Conversa com Catarina Vasconcelos


"Tenho mais dúvidas agora do que quando estava no 1º ano de faculdade", introduziu. Fiquei entusiasmada, curiosa. Captou-me. Queria ouvir mais e saber mais. Talvez por ser uma pessoa que não conhecia, talvez pela introdução que fez, talvez pelo projecto que realizou e que eu já conhecia, de forma muito breve. 

O primeiro dos dois bairros que falou foi o Bairro 6 de Maio. Numa perspectiva pessoal, o Bairro 6 de Maio é, desde sempre, o bairro ao lado da casa dos meus avós e que me fez ouvir tiros durante uma noite que dormi na casa deles. O bairro onde vivem os meninos a quem dou catequese na paróquia da Damaia. O bairro onde eu passo de carro mas nunca visitei a pé por dizerem que é perigoso. O primeiro bairro que me veio a cabeça para trabalhar quando os professores falaram no projecto CityLab, exatamente por toda a mística e desconhecido que sempre senti que havia ali por descobrir.

A Catarina transmitiu-nos a sua vivência no Bairro 6 de Maio de uma forma muito singular e notou-se que foi um projecto que gostou muito de realizar. Todas as fotografias contavam uma história e faziam-me começar a imaginar o que teria acontecido naquele momento, do que estavam a falar... Toda a construção do bairro era "orgânica", a cada dia surgia algo e a degradação era algo que saltava logo aos olhos de qualquer um. Clandestinidade é a palavra certa. Não só em relação às construções mas também ao tráfico de droga. Tal como o Bairro da Liberdade.

Ela própria disse que se envolveu com o bairro, na intimidade das pessoas. Chegou a dormir lá! A fazer amigos, a ir a aulas de "semba"... Mas, recuando, disse-nos que a primeira grande relação foi quando a entrançaram, ou seja, quando as meninas lhe fizeram tranças no cabelo. A Catarina disse que doeu mas valeu a pena. Disse que o bairro se vivia na rua, porque as casas eram muito pequenas para conviver lá dentro. Falou das senhoras que oferecerem maçarocas de milho, por quem eu tantas vezes passo de carro! Disse que os homens iam para o café beber copos e as mulheres eram as donas de casa. E não podia ser de outra maneira.

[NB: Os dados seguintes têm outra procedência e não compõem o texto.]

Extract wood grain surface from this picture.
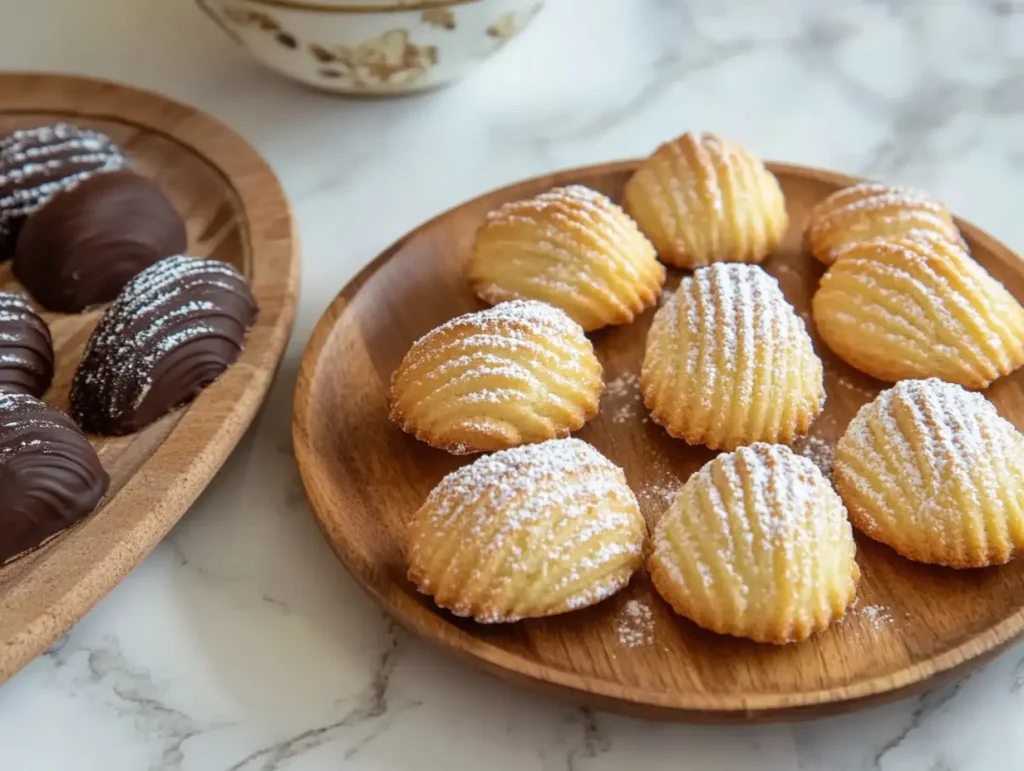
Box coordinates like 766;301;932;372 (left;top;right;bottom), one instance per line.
293;163;1024;721
0;74;299;681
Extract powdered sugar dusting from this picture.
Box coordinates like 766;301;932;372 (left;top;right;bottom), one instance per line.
615;600;654;648
0;123;128;243
71;255;256;430
836;378;1024;549
421;438;642;622
653;442;853;608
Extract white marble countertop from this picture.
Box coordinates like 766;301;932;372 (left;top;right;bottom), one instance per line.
0;0;1024;771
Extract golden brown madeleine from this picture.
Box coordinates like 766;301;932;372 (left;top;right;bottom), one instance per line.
407;439;647;623
469;184;665;331
624;133;790;268
648;442;860;644
640;263;825;449
833;378;1024;567
804;182;963;265
811;232;1024;388
390;300;604;455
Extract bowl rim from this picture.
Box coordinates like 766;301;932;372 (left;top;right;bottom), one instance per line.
232;0;484;13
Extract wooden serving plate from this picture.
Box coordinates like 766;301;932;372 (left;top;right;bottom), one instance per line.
293;162;1024;721
0;74;299;682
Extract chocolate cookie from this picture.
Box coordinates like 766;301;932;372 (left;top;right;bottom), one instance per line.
0;123;128;260
0;292;53;396
71;256;257;435
13;171;187;313
0;393;111;564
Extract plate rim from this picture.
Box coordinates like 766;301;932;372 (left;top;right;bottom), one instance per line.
292;159;1024;723
0;72;300;683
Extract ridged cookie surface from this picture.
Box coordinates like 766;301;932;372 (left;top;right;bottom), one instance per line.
625;133;790;268
804;182;963;265
469;184;665;331
390;300;603;454
833;378;1024;567
407;439;646;623
640;264;825;449
648;443;860;644
811;233;1024;388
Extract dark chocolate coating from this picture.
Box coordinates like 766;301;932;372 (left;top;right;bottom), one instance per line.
0;393;111;564
13;171;187;313
0;123;128;260
71;256;257;436
0;292;53;396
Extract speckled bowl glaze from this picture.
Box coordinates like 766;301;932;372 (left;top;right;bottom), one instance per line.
197;0;543;94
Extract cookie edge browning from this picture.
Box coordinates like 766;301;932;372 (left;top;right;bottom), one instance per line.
647;445;863;646
387;298;605;456
801;181;970;267
465;183;668;333
831;378;1024;570
622;131;791;270
401;439;650;626
811;235;1024;391
640;263;828;452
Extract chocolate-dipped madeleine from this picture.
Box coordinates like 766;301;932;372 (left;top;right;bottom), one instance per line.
0;123;128;260
0;393;110;564
13;171;187;313
0;292;53;396
71;255;257;435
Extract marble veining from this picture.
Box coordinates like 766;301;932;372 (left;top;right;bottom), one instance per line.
0;0;1024;771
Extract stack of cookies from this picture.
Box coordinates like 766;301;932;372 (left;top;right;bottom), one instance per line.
390;133;1024;643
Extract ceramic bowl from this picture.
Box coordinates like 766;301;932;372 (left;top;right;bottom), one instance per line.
197;0;542;94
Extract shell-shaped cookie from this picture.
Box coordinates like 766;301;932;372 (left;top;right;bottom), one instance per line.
833;378;1024;567
640;263;825;449
811;233;1024;388
407;439;647;623
0;292;53;396
625;133;790;268
390;300;604;455
469;184;665;331
648;442;860;643
804;182;963;265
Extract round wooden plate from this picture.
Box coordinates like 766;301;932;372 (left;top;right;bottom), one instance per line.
0;74;299;681
293;162;1024;721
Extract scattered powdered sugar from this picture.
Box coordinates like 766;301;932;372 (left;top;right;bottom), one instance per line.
637;481;683;514
615;600;654;648
793;436;836;479
836;375;878;398
857;605;893;630
604;372;643;423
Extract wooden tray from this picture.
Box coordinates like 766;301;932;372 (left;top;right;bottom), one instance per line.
0;74;299;681
293;162;1024;721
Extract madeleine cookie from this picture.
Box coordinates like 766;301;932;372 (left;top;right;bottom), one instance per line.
625;133;790;268
469;184;665;331
648;442;860;644
406;439;647;624
804;182;964;265
811;233;1024;388
390;300;604;455
640;264;825;449
833;378;1024;567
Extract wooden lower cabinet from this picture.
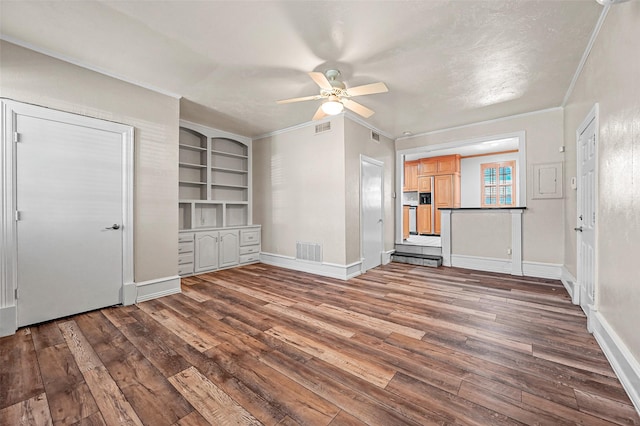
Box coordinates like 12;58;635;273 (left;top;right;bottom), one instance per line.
416;204;431;234
432;174;460;235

Ela e as duas colegas do projecto comunicavam por cartas. Tudo lhes tocava tanto que era mais fácil falar assim, a escrever. E surpreendeu-me o diário de campo dela. Todos os textos e desenhos simples e organizados. "Também quero", pensei. "O tempo lá é diferente", disse ela. Disse que não se sentia capaz de julgar fosse o que fosse. Nem o tráfico de droga, nem os tiroteios... Era outro mundo, outra vida. Ela é que se tinha metido na vida deles, no mundo deles. Pintaram uma rua - a Rua da Alegria - com cores vivas e ao gosto das crianças e adultos que ajudaram. E os números das portas também foram pintados à mão! Tal como no Bairro da Liberdade!

De seguida, mas menos tempo, falou do Bairro do Armador. Confesso que o entusiasmo que tive não foi o mesmo. Mas quando vi o projecto que fizeram com as crianças, o espectáculo a projectar imagens delas, como convite a uma visita aos países criados por elas, foi fantástico. Que ideia tão simples mas tão boa!

Depois de ouvir e falar com a Catarina fiquei com uma vontade ainda maior de ler todo o livro do Projecto EVA. Foi, sem qualquer dúvida, uma conversa muito enriquecedora para o trabalho que estamos a desenvolver com o nosso bairro e motivante para o curso. Senti que o design não é nada se não houver interacção com outras pessoas, de outras culturas, com outras formas de ver e viver o mundo. Identifiquei-me com tanta coisa que ela disse mas ao mesmo tempo apeteceu-me ir à procura de muito mais. Apeteceu-me ir logo ao bairro falar outra vez com as pessoas. E ficar lá.